Avete mai visto un Cristo così? L’estremo scorcio prospettico del corpo è sconvolgente, quasi blasfemo. Non c’è speranza di resurrezione su quel tavolo freddo da obitorio. Eppure la Sua presenza è molto intensa: le mani contorte, le ferite ormai secche, i lineamenti forti e le pieghe scolpite del sudario. Almeno Maria può piangere, mentre noi ci sentiamo intrusi, guardoni. Vi pare strano che questo dipinto non abbia mai lasciato lo studio di Mantegna? Chi avrebbe potuto comprarlo? E lui, come avrebbe potuto lasciarlo andare?
Sarah Dunant

Natura morta con le uova,  Filippo de Pisis, 1924

«Omne vivum ex ovo», dicevano i latini, «tutto ciò che vive viene dall’uovo»: dall’uovo nasce la vita che a sua volta veniva associata con la Resurrezione dalla morte di Gesù e quindi con la Pasqua.

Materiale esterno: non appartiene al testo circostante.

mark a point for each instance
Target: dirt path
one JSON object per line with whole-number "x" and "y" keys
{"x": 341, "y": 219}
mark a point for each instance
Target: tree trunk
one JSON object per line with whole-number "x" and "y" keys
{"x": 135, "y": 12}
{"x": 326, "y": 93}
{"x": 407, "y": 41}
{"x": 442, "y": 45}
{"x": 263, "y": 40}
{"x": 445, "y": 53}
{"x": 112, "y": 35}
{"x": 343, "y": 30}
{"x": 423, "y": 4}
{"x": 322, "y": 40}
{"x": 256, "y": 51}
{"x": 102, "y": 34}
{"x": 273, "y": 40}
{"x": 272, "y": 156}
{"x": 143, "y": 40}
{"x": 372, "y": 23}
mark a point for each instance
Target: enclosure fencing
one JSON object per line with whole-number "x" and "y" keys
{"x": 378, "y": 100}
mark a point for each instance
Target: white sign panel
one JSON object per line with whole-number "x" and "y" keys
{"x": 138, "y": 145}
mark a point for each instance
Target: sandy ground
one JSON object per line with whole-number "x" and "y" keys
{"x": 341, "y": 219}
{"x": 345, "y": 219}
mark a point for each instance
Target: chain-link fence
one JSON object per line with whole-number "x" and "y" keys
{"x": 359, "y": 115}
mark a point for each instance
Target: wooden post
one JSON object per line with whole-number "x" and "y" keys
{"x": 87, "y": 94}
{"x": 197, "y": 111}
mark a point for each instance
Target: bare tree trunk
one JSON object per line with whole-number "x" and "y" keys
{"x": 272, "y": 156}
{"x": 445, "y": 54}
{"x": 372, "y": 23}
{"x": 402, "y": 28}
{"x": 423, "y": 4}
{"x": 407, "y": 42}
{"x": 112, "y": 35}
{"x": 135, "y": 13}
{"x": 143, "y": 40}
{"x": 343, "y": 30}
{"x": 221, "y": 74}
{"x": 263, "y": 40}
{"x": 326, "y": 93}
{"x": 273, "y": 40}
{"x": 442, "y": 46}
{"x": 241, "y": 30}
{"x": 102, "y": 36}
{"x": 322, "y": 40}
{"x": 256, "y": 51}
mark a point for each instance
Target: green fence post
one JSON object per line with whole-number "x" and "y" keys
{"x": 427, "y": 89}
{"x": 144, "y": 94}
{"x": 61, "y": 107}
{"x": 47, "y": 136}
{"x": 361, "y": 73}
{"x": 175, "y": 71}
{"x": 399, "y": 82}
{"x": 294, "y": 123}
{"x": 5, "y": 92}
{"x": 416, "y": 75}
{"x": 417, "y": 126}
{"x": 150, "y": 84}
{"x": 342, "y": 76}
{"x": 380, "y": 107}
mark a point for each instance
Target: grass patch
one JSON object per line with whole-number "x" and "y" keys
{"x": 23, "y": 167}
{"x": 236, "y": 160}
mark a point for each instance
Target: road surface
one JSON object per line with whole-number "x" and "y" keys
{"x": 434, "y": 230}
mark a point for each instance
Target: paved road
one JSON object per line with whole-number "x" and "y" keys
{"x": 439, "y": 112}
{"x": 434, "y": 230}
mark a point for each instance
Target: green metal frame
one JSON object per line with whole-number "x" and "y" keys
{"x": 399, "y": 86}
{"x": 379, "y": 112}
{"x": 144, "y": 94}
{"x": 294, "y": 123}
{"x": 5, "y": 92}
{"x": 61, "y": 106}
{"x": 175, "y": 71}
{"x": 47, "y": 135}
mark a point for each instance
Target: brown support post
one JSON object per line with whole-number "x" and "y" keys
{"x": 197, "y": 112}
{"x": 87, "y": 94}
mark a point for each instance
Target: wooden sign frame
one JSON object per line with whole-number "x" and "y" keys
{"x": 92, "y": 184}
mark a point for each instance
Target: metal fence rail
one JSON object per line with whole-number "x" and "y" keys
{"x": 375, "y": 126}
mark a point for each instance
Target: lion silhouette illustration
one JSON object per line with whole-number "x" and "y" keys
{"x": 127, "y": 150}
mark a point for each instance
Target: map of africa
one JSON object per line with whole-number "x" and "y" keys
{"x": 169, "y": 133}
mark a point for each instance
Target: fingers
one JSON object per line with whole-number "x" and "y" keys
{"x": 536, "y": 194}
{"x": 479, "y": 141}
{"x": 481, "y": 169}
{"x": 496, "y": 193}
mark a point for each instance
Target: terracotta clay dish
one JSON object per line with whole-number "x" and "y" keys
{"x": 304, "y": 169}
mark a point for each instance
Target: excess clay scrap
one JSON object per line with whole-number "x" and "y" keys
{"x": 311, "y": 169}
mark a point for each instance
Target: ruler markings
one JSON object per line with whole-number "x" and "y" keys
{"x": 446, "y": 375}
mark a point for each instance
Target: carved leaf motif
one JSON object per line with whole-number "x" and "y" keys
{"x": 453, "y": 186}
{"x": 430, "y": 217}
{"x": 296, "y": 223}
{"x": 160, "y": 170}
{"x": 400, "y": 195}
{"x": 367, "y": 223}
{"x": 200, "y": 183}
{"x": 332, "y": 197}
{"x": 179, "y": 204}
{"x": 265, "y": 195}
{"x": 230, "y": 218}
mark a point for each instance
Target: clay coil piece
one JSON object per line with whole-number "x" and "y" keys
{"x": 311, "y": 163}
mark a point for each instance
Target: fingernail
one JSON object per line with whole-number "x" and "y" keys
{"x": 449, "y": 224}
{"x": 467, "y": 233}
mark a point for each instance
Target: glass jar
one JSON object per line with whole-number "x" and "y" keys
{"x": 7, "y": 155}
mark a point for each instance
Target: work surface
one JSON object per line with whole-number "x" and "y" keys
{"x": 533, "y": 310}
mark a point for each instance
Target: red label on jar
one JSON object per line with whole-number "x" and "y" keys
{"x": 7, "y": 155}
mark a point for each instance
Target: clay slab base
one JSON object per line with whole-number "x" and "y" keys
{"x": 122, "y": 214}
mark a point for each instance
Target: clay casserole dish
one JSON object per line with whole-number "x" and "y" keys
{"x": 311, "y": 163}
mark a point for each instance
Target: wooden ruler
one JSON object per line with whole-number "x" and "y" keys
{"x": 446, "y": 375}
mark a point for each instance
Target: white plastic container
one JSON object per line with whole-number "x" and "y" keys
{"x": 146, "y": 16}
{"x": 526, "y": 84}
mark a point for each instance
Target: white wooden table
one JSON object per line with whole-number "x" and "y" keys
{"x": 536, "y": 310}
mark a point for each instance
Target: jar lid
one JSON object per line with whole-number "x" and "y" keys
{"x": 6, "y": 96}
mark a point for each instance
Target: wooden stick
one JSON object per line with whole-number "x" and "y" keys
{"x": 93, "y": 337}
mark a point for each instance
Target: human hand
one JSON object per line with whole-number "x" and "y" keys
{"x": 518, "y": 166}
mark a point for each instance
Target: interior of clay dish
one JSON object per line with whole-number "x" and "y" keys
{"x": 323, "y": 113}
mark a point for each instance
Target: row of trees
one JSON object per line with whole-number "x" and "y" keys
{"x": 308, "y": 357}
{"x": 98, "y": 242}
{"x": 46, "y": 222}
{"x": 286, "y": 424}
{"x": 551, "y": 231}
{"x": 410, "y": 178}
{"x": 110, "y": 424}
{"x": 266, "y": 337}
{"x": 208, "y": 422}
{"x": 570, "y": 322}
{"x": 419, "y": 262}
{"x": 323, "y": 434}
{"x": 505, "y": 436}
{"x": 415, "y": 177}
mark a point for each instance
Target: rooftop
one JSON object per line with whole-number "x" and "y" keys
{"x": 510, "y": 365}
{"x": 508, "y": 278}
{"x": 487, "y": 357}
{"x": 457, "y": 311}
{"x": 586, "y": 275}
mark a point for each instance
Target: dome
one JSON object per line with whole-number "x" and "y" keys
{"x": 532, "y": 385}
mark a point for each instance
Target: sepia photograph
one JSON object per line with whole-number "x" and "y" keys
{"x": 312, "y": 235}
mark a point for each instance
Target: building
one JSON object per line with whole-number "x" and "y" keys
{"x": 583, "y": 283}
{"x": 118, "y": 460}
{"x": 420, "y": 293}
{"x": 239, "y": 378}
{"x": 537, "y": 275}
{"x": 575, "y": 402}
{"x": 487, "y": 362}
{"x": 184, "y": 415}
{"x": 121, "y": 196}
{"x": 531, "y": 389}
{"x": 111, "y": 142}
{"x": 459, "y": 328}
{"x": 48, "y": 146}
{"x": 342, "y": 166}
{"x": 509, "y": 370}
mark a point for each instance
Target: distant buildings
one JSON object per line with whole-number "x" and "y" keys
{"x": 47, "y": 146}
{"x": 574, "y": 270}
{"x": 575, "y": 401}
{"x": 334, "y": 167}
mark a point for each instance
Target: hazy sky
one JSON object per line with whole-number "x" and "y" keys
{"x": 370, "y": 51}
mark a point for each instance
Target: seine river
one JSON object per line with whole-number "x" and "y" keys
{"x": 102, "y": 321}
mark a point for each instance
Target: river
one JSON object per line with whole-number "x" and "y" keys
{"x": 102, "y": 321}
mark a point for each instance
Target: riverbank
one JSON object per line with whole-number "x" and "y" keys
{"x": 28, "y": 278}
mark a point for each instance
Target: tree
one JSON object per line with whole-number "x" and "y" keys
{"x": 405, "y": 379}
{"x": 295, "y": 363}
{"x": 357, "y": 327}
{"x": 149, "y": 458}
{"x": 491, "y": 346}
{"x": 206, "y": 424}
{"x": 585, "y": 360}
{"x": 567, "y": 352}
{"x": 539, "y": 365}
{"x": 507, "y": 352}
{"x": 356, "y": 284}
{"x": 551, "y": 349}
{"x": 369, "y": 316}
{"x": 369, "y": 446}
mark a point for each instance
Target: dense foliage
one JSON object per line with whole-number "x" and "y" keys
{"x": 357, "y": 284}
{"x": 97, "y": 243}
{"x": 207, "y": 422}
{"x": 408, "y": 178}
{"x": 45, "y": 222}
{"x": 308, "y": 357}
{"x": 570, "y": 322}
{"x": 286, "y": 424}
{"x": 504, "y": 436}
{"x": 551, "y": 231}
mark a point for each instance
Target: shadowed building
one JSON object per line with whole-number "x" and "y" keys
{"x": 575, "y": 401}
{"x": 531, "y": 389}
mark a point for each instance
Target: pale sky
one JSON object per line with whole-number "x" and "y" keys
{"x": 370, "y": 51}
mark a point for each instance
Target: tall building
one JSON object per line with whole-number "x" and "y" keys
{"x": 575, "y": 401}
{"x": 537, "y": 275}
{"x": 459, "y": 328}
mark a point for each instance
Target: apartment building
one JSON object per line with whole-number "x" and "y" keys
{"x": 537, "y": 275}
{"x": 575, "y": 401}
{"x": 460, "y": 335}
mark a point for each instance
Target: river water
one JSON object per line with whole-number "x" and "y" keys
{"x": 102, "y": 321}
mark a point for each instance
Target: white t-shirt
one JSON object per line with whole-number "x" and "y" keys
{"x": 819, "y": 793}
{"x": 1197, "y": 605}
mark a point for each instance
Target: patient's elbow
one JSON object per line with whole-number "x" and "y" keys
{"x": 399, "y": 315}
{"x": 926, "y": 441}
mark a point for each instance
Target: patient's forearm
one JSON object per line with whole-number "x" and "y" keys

L’usanza dello scambio delle uova pasquali nasce forse tra i primi cristiani, in Mesopotamia: colorate di rosso per ricordare il sangue di Cristo, decorate spesso con croci, secondo una tradizione che dura ancora oggi nei paesi ortodossi e cristiano-orientali.
Anche Filippo de Pisis, nella sua studiatissima Natura morta con le uova del 1924  affronta il tema: tre uova sode sono collocate su un’alzata in candida ceramica smaltata, accanto a un bicchiere di vetro colmo d’acqua con un quadrifoglio, uno degli oggetti feticcio che l’autore amava rappresentare.
La realtà quotidiana, apparentemente salda e indagata nelle forme tridimensionali, diviene improvvisamente sfuggente nell’accentuato scorcio prospettico dello sfondo sulla sinistra, con quegli angoli acuti che provocano un bizzarro slittamento nella visione: lo spettatore si accorge solo successivamente della presenza di un secondo ambiente, oltre a quello frontale della composizione immobile e inscenata con cura. Il primo piano riluce in un accurato accordo di toni chiari, ma la purezza tipica del “ritorno all’ordine” degli anni Venti convive con lo sguardo obliquo, spiazzante e metafisico di De Chirico.